先生の旅立ち
図書館から戻るとミネオラが「噂の先生とお話してみたい」と待ち構えていた。
そこで、エルダー様から練習場のぞき見事件の顛末を聞いた先生はお腹を抱えて大笑いした。
「エルダー殿が、ピオニィのお転婆に動じないのは、ミネオラさんのおかげだったか!」
わたしもミネオラも、あまりに笑われて居心地が悪くなる。
「センセイの大変さが少し理解できた気がします」
「そうだろう? 王宮に行っても何かしでかすかんじゃないかと思って、気が気じゃなかったよ」
先生は、目じりにたまった涙をぬぐった。ミネオラが不満そうに言い返した。
「私そんなにひどくありません。下の妹たちの方が突飛な行動で兄に心配かけてます」
何でも次の妹さんは、馬が好きすぎて1日中馬を乗り回し、1番下の妹さんは、敷地内に虫小屋を作って、街から集めた虫仲間と虫の研究に勤しんでいるとのこと。それに比べたら少し練習所を覗くくらい大したことじゃないじゃないか、というのがミネオラの言い分だ。

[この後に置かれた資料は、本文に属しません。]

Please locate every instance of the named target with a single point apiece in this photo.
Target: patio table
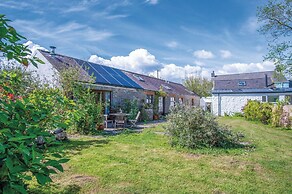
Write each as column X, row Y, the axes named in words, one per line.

「あの子たちは変り者だけど、お前みたいな危険な行動や人に迷惑をかけることはしないぞ!」
エルダー様が呆れたように言う。
「エルダー殿なら、1人くらい突飛な行動をする家族が増えても動じないね。僕の肩の荷もやっと降ろせるかな」
(先生、その言い方ってまさか)
先生は水色の瞳を、こちらに向けた。
(いやだ、聞きたくない)
「ピオニィ、私はそろそろ行かなくてはならない。置いてきたものが色々あるんだ」
言語学者の先生は色々な国を巡って言語や文化を研究している。今も本当は外国にいる予定だったけど、わたしの再婚のために帰国してくれていたのだ。いつか戻ってしまう事は分かっていたけど先生と別れるのは辛い。
「もう前の時みたいに、あんなに泣かないでよ。エルダー殿も、ミネオラさんも、この家の人たちもいるし、もう大丈夫でしょう?」
(先生、先生、先生)
じわりと涙が出てくる。
すると隣に座っていたミネオラが、わたしをぎゅっと抱きしめてくれた。
「バーノルド様、安心してください。私、騎士になるまで、ここにいることに決めたんです。ピオニィが寂しがる暇もないくらい、私が振り回しちゃいますから」
エルダー様が天を仰ぐ。
「やめて、本当に。冗談に聞こえない」
ミネオラの体温が伝わってくる。そうだ。先生が言う通りわたしにはエルダー様とミネオラとバーシュ家の人たちがいる。
「先生、⋯⋯いってらっしゃい」
ちゃんと笑顔で言えた。先生も、課題が良く出来たことを褒めてくれる時のように、優しい顔でうなずいてくれた。